Yayati aveva cinque figli. Pregò i suoi figli, li tentò con il trono del suo regno, li persuase in ogni modo possibile ad accettare uno scambio di vita. I suoi primi quattro figli rifiutarono dolcemente e prudentemente. Il più giovane, il più devoto Puru, accettò volentieri la vecchiaia di suo padre. Così, Yayati fu subito trasformato nel fiore della sua giovinezza. In pochissimo tempo, il desiderio entrò nel suo corpo e gli ordinò di godersi la vita fino all'ultima goccia. Si innamorò disperatamente di una Apsara (ninfa) e passò molti anni con lei. Ahimè, il suo desiderio insaziabile non poteva essere placato dall'auto-indulgenza, mai. Alla fine realizzò la verità. Finalmente, con affetto, disse al suo amato figlio Puru: "Figlio, oh figlio mio, impossibile da estinguere è il desiderio sensuale. Non può mai essere placato dall'indulgenza tanto quanto spegnere il fuoco versando ghee (burro chiarificato) in esso. A te rendo la tua giovinezza. A te io dono il mio regno come promesso. Governa il regno devotamente e saggiamente." Yayati ritornò nella sua vecchiaia. Puru riacquistò la sua giovinezza e governò il regno. Yayati trascorse il resto della sua vita nella foresta praticando austerità. A tempo debito Yayati esalò là il suo ultimo respiro. L'uccello dell'anima tornò alla sua dimora di gioia.

Si può citare una giusta osservazione di Bernard Shaw sul desiderio per aggiungere gloria a questa esperienza di Yayati. Shaw disse: "Ci sono due tragedie nella vita. Una è quella di non ottenere ciò che si desidera di cuore. L'altra è ottenerlo. " — Uomo e Superuomo.
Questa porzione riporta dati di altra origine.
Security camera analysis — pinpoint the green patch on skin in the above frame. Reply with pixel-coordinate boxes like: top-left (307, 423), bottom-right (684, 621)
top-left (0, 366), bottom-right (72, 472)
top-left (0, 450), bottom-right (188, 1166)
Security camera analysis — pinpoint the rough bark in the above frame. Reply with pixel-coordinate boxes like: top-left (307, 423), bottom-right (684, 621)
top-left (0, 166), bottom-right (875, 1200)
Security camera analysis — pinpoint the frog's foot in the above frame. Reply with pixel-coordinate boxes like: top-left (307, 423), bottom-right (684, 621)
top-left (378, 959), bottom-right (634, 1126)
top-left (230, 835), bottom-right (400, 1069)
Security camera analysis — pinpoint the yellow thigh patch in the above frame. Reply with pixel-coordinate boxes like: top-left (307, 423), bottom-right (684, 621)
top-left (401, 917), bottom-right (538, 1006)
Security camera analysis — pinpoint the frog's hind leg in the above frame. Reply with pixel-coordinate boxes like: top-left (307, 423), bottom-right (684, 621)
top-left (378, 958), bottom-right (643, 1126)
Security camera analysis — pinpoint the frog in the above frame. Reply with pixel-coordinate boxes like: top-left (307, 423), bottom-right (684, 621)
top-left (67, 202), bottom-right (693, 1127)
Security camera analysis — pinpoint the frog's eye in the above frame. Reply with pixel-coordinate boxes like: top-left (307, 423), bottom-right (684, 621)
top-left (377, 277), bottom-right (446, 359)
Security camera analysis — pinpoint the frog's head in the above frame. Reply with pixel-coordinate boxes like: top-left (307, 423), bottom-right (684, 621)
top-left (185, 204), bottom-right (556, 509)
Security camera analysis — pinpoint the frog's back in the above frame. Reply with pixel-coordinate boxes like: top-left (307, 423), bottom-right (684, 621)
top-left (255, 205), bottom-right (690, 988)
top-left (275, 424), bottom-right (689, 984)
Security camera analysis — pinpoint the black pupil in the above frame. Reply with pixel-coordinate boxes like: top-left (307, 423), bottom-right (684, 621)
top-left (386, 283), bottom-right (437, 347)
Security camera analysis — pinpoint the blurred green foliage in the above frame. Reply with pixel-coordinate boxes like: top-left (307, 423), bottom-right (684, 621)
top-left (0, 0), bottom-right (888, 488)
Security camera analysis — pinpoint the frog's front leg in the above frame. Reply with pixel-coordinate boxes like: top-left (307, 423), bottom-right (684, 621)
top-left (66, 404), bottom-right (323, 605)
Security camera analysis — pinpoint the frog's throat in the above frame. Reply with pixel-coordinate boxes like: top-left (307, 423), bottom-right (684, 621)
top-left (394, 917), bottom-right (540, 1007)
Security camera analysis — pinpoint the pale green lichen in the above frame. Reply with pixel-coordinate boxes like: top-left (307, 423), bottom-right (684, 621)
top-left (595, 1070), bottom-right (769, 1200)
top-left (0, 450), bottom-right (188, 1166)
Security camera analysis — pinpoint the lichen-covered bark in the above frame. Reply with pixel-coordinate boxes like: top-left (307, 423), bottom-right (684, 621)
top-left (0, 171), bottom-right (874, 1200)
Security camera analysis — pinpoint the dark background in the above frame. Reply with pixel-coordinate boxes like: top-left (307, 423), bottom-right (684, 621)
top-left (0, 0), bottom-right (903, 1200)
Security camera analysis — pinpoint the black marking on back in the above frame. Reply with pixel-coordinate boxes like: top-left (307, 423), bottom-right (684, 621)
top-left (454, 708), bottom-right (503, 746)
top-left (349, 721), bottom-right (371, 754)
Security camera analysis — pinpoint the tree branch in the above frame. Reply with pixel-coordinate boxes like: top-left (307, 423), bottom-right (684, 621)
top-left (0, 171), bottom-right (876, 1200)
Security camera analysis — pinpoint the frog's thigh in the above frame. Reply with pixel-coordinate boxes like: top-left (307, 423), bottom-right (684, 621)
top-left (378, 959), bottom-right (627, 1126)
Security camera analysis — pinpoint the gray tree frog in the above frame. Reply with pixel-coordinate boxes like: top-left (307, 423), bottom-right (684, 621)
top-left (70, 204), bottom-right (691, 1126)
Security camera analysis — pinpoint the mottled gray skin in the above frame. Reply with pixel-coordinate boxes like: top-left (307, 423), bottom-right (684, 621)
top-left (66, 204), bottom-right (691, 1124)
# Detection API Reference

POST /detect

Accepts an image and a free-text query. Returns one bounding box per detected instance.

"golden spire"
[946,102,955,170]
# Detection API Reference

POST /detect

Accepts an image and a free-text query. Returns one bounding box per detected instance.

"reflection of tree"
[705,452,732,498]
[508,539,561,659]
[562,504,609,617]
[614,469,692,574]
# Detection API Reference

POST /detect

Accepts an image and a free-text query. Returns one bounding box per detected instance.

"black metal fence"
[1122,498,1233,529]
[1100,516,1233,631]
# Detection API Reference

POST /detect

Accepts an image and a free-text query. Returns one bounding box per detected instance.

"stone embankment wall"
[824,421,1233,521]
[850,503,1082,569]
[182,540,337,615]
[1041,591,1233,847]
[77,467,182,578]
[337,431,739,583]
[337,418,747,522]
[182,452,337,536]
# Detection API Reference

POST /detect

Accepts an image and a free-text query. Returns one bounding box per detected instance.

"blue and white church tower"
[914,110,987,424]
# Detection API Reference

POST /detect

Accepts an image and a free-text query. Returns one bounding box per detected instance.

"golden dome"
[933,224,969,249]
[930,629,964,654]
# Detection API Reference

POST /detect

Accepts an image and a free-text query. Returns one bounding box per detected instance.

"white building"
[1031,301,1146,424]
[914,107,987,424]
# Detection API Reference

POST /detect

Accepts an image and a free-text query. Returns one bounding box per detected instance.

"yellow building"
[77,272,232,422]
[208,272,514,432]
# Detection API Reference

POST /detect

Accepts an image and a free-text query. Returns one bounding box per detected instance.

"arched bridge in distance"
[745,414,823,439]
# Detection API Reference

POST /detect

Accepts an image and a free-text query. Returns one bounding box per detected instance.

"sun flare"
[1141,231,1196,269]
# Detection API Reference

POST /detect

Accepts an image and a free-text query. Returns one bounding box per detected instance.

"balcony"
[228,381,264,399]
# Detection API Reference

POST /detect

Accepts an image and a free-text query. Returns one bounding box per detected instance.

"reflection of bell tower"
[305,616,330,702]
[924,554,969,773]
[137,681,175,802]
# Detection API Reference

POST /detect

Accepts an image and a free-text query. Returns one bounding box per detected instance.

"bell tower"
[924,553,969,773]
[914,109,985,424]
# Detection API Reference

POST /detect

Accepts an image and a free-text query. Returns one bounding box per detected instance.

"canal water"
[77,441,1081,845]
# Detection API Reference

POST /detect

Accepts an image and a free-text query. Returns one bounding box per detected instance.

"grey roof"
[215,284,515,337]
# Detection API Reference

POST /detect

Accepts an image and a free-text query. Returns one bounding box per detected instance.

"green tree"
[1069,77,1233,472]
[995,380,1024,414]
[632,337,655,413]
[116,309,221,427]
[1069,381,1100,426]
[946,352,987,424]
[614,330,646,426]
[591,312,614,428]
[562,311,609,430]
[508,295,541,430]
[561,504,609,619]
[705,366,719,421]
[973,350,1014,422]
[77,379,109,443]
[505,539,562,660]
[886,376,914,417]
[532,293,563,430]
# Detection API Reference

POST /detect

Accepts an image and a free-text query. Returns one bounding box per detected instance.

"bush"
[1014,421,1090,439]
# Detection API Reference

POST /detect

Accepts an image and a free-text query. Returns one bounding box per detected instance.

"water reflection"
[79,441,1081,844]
Il ruolo del desiderio è finito. Ora saltiamo nella furia della Rabbia. Il desiderio insoddisfatto genera rabbia. La rabbia è l'elefante pazzo nell'uomo. Con nostra grande sorpresa, la maggior parte dei famosi saggi indiani dell’antico passato trovava quasi impossibile conquistare la rabbia. Erano soliti maledire gli esseri umani a proposito e a sproposito, a volte, anche senza alcuna ragione. Il saggio Durvasa nel Mahabharata raggiunse la cima della lista dei saggi consumati con successo dalla rabbia. Era contemporaneamente austerità incarnata e ira incarnata.

Soddisfatto il desiderio, la vita cresce in un letto di spine. Conquistato il desiderio, la vita cresce in un letto di rose. Trasformato il desiderio in aspirazione, la vita vola nella più elevata liberazione, la vita cena con la salvezza del Supremo.